Something about these people, these emerald mountains, this Vermont air - I win the tournament. I wake soon after to discover that I’m number four in the world. But I’m too spent to celebrate. Between Pat and Davis Cup and the grind of the tour, I’m sleeping twelve hours a night.
I fly to New York in the late summer to play a minor tournament in New Jersey, a tune-up for the 1988 U.S. Open. I reach the final and face Tarango. I beat him soundly, a delicious victory, because I can still close my eyes and see Tarango cheating me when I was eight. My first loss. I’ll never forget. Each time I hit a winner I think, Fuck you, Jeff. Fuck. You.
At the U.S. Open I reach the quarters. I’m due to face Jimmy Connors. Before the match I approach him meekly in the locker room and remind him that we once met. In Las Vegas? I was four? You were playing at Caesars Palace? We hit some balls together?
Nope, he says.
Oh. Well. Actually, we met again, several times, when I was seven. I used to deliver rackets to you? My father strung your rackets whenever you came to town, and I’d bring them to you at your favorite restaurant on the Strip?
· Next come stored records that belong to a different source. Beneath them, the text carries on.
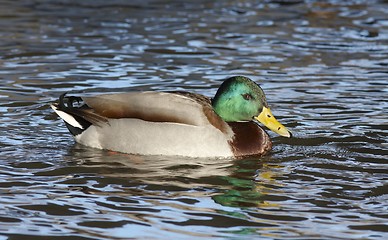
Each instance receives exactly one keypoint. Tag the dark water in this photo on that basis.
(323, 65)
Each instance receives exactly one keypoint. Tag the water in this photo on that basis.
(323, 65)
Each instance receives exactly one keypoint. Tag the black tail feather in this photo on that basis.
(82, 113)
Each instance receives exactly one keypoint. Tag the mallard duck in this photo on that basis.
(175, 123)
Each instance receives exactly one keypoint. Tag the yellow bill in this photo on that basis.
(266, 118)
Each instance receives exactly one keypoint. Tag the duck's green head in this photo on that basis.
(240, 99)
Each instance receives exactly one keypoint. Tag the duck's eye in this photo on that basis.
(247, 96)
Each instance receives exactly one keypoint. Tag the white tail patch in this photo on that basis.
(66, 117)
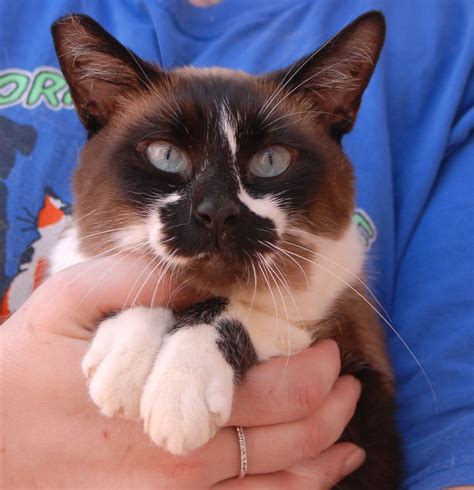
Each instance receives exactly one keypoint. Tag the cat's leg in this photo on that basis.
(373, 428)
(121, 358)
(188, 395)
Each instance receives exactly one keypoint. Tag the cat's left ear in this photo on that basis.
(98, 68)
(334, 77)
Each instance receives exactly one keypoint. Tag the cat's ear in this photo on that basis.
(97, 68)
(334, 77)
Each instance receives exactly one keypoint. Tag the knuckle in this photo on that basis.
(312, 440)
(335, 354)
(308, 395)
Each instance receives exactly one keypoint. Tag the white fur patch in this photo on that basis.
(66, 252)
(228, 128)
(121, 357)
(273, 321)
(265, 207)
(188, 395)
(133, 235)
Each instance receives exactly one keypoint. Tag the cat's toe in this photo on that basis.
(184, 404)
(121, 357)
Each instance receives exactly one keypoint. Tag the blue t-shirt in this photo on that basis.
(412, 147)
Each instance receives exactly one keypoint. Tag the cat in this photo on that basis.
(238, 184)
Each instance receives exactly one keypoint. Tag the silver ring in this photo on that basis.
(243, 451)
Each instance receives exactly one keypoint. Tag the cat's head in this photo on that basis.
(213, 171)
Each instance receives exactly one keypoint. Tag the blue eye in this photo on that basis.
(270, 162)
(167, 157)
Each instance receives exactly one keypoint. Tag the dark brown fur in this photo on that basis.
(124, 102)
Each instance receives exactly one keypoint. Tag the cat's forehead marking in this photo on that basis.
(228, 128)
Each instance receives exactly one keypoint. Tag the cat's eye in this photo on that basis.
(270, 162)
(167, 157)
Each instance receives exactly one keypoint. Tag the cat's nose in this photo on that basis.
(216, 215)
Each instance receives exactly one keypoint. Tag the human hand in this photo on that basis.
(52, 435)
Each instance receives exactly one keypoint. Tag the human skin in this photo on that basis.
(52, 435)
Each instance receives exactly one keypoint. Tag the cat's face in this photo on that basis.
(212, 170)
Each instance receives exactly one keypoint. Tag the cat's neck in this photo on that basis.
(331, 267)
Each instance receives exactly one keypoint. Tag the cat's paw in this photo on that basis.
(121, 358)
(188, 395)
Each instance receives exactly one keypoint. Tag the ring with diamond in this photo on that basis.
(243, 451)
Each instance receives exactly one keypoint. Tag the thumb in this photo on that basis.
(82, 295)
(330, 467)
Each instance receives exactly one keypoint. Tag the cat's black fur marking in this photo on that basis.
(236, 346)
(234, 341)
(199, 313)
(113, 99)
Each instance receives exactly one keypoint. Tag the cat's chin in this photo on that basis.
(215, 272)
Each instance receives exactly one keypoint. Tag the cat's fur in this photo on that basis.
(278, 256)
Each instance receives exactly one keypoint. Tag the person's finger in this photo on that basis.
(85, 293)
(277, 447)
(282, 390)
(320, 473)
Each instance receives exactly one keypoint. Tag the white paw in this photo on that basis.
(121, 357)
(188, 395)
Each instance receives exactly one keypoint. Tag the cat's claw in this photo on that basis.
(121, 358)
(188, 395)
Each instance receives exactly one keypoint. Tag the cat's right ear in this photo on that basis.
(97, 68)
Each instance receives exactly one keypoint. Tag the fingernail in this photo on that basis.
(354, 460)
Nope, he says again, then lies back on a bench and pulls a long white towel over his legs and closes his eyes.
Dismissed.
This gibes with everything I’ve heard about Connors from other players. Asshole, they say. Rude, condescending, egomaniac prick. But I thought he’d treat me differently, I thought he’d show me some love, given our longtime connection.
Just for that, I tell Perry, I’m beating this guy in three easy sets - and he’s going to win no more than nine games.
The crowd is pulling for Connors. It’s the opposite of Stratton. Here, I’m cast as the bad guy. I’m the impertinent upstart who dares to oppose the elder statesman. The crowd wants Connors to defy the odds, and Father Time, and I’m standing in the way of that dream scenario. Each time they cheer I think: Do they realize what this guy is like in the locker room? Do they know what his peers say about him? Do they have any concept of how he responds to a friendly hello?
I’m cruising, winning easily, when a man in the upper bleachers calls out, C’mon, Jimmy, he’s a punk - you’re a legend! The words hang in midair for a moment, bigger and louder than the Goodyear Blimp overhead, and then twenty thousand fans guffaw. Connors cracks a sly smile, nods, and hits a ball as a souvenir to the man who yelled.
Now the crowd erupts. A standing ovation.
Running on adrenaline and anger, I punk the legend in the final set, 6:1.
After the match, I tell reporters about my pre-match prediction, and then they tell Connors.
He says: I enjoy playing guys who could be my children. Maybe he’s one of them. I spent a lot of time in Vegas.
In the semis I lose again to Lendl. I take him to a fourth set, but he’s too strong. Trying to wear him out, I wear myself out. Despite the best efforts of Limping Lenny and Pat the Spitting Chilean, I’m not able to stay with a man of Lendl’s caliber. I tell myself that when I get back to Vegas, the search must continue for someone, anyone, who can make me battle ready.
BUT NO ONE CAN MAKE me ready for the battle with the media, because it’s not really a battle, it’s a massacre. Each day brings another anti-Agassi screed in another magazine or newspaper. A dig from a fellow player. A diatribe from a sportswriter. A fresh piece of libel, served up as analysis. I’m a punk, I’m a clown, I’m a fraud, I’m a fluke. I have a high ranking because of a conspiracy, a cabal of networks and teenagers. I don’t rate the attention I get because I haven’t won a slam.
Millions of fans like me, apparently. I get potato sacks full of fan mail, including naked pictures of women with their phone numbers scrawled along the margin. And yet each day I’m vilified because of my look, because of my behavior, because of no reason at all. I absorb the role of villain-rebel, accept it, grow into it. The role seems like part of my job, so I play it. Before long, however, I’m being typecast. I’m to be the villain-rebel forever, in every match and every tournament.
I turn to Perry. I fly back east and visit him for a weekend. He’s studying business at Georgetown. We go out for big dinners, and he takes me to his favorite local bar, the Tombs, and over beers he does what Perry has always done. He reshapes my anguish, makes it more logical and articulate. If I’m a returner, he’s a reworder. First, he redefines the problem as a negotiation between me and the world. Then he clarifies the terms of the negotiation. He grants that it’s horrible to be a sensitive person who’s publicly excoriated every day, but he insists it’s only temporary. There’s a time limit to this torture. Things will get better, he says, the moment I start to win Grand Slams.